Грицько молча полез в шкафчик и достал оттуда похоронку на отца.

Горпина и Феня снова заплакали, Но не так, как в первый раз, а так, что пацанам стало страшно, и они оба зашмыгали носами... 

 

...Похоронку на Петра Бондаренко, так же, как и на Матвея Дубровича, заполнял их земляк полковой писарь Степан Коломиец. Вместе с похоронкой Бондаренки получили и письмо от Степана, который приводил рассказы нескольких однополчан, собственными глазами видевших, как немецкий снаряд прямым попаданием накрыл окоп, в котором находился Петро.

Но ни Степан Коломиец, ни они не знали всех подробностей того артиллерийского обстрела. Бойцы получили команду окопаться вдоль линии фронта. Когда немцы начали методичный обстрел из пушек наших окопов, Петро крикнул Матвею:

- Мотя! Ты курить хочешь?

- Хочу! - ответил Матвей. - А ты?

- И я... А тютюн у тебя есть?

- Нет. А у тебя?

- А у меня есть...

- Ну тогда я ползу к тебе.

- Не треба. Я сам к тебе поползу...

Как только Петро перебрался в окоп к Матвею, немецкий снаряд разорвался на том месте, где пару минут тому назад находился окоп Петра Бондаренко.

Петро протянул  Матвею кисет и сказал:

- Развяжи, Мотя, сам, бо в мене руки дрожат. Ты не поверишь, но я потому к тебе перебрался, что внезапно почувствовал, что немец сейчас попадёт в мой окоп...

- Зря ты, Петро, думаешь, что не поверю. Тут ведь такие громы и молнии... Да скажи ты, что к тебе во время обстрела сам Илья-пророк приходил, и то поверю...
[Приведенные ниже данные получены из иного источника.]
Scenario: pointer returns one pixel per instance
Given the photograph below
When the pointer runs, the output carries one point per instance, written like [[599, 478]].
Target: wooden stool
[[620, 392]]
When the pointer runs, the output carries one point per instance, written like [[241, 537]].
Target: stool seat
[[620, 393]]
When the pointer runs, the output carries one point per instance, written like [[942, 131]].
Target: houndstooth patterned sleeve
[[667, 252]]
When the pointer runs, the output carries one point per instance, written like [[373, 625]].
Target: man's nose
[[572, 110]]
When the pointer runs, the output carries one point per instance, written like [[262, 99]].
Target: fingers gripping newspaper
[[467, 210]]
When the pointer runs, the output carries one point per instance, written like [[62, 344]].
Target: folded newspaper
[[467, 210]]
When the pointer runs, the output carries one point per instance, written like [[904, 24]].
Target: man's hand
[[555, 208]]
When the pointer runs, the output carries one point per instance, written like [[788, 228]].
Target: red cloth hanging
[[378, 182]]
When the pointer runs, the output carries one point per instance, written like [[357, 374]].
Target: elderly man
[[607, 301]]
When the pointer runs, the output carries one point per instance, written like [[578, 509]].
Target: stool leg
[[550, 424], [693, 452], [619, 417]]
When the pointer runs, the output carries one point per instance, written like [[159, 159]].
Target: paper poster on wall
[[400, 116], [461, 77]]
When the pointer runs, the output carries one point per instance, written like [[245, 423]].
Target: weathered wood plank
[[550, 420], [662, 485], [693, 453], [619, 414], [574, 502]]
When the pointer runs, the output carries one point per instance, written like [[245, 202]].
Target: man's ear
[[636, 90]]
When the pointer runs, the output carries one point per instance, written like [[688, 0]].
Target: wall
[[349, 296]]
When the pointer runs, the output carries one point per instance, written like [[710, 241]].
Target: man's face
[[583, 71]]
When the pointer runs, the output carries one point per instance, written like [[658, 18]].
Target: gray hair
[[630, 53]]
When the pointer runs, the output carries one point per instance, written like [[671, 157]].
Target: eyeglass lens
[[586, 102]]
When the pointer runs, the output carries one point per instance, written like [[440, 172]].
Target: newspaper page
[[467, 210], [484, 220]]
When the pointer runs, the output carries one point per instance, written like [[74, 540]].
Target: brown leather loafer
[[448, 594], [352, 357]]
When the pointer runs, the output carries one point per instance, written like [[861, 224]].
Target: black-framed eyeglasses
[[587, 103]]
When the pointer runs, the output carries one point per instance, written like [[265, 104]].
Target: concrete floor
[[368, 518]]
Матвей сделал Петру и себе самокрутки, они выкурили их, и вдруг Матвей сказал:

- Давай, Петро, перебираться в другое место, потому что чует моё сердце, что немец сейчас разнесёт и мой окоп к чертям собачьим...

Петро и Матвей быстро выкатились из окопа и перебежали в воронку от снаряда перед окопом Матвея Дубровича. Не успели они нырнуть в нее, как и в его окоп, тот самый окоп, где они только что находились, попал немецкий снаряд.

- Давай, друже, ползти отсюда, пока нас не поубивало, - сказал Петро.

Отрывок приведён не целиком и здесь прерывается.